Saturday, December 31, 2016

John Stumpf has stepped down as CEO and chairman of Wells Fargo amid public pressure.


By

Edward E. Lawler III ,

John Stumpf has stepped down as CEO and chairman of Wells Fargo amid public pressure.

 Rarely is someone at the top of an organization held accountable for the sins perpetrated by those below – even if they directly or implicitly encouraged them. Will a change at the top be enough to salvage the bank’s reputation and customer relations?  More importantly, will the change in leadership to another insider – Timothy J. Sloan, its previous president and chief operating officer steps into the role vacated by Stumpf ‑‑ put an end to the corporate culture that ran amok at Wells Fargo? Congress, for one, doesn’t have much faith that it will. Within hours of the bank’s anointment of Sloan, who held a senior post at Wells Fargo throughout the scandal, Rep. Maxine Waters, a California Democrat, issued an official statement declaring her concern that Sloan was also culpable in the recent scandal. To think about this question, let’s take a look at how and why the unethical culture Mr. Sloan will inherit actually happened.

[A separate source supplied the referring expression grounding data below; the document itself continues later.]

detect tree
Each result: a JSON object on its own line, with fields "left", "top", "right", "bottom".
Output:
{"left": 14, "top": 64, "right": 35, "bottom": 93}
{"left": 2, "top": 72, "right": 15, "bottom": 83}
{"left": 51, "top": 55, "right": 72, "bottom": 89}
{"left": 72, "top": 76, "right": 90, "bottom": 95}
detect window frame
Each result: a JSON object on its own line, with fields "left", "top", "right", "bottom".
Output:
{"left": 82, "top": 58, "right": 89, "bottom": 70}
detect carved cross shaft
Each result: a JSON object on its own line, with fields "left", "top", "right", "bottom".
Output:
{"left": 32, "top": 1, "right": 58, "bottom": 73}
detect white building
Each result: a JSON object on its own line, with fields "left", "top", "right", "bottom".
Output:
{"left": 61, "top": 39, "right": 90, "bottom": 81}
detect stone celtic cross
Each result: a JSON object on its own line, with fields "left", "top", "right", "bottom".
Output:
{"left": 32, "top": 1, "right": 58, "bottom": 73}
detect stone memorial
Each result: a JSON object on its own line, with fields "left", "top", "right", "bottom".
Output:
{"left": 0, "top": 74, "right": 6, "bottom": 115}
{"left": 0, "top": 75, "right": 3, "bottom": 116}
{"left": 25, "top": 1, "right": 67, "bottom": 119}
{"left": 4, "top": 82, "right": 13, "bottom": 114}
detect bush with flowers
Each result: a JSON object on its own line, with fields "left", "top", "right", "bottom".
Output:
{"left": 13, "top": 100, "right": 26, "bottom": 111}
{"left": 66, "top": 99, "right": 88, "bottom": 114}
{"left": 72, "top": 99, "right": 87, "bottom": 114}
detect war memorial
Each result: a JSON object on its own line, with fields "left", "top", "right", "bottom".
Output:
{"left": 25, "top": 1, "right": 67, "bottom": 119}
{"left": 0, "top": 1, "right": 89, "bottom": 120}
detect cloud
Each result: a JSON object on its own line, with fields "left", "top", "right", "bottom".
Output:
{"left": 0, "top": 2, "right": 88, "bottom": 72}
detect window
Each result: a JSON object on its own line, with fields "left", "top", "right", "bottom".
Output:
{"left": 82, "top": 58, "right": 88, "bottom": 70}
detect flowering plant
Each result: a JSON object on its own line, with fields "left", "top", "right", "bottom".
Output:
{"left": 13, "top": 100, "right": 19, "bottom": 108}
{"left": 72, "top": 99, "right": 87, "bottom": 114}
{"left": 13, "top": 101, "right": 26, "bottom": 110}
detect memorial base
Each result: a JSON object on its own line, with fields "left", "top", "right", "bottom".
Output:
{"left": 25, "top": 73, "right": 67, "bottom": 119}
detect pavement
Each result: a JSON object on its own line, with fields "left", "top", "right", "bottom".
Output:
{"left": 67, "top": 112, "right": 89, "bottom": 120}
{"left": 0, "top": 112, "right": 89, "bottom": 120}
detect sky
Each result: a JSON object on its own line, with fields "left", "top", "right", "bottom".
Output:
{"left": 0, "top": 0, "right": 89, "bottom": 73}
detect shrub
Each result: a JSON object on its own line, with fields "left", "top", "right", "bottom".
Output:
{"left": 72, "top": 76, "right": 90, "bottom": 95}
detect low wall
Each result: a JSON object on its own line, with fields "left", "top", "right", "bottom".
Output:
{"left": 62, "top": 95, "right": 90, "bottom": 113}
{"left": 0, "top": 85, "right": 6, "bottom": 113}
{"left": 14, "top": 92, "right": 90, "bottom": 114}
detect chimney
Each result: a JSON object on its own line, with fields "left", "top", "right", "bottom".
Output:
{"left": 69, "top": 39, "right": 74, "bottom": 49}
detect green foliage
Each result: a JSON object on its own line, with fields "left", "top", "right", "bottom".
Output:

It has been said that the Wells Fargo culture Mr. Sloan is inheriting is  the wrong kind of culture. However, if you look at all the verbiage produced by the company on who they are and what they stand for, it comes off sounding like a wonderful culture, dominated by courtesy and customer care. “Everything we do is built on trust. It doesn’t happen with one transaction, in one day on the job or in one quarter. It’s earned relationship by relationship,” John Stumpf – who spent 34 years of his career at the bank – wrote in Wells Fargo’s Vison and Values Statement.

But carefully-crafted mission statements don’t tell what the real culture is. What we know about culture is that it is determined by top management and supervisory behavior, not words. And clearly one of the key corporate behaviors that determines culture is what people see being rewarded and what they see being punished.  What management says is much less important than what management rewards – and when what is said conflicts with what is rewarded, what is rewarded tells everyone what management genuinely believes, values, and wants.

We have spent our careers studying financial rewards in organizations and how they and other management practices affect employees and their organizations. Here is some of what we have learned about using financial rewards as an incentive: When excessively high or difficult goals are set, individuals either do not try to reach them or try to achieve them by beating the system.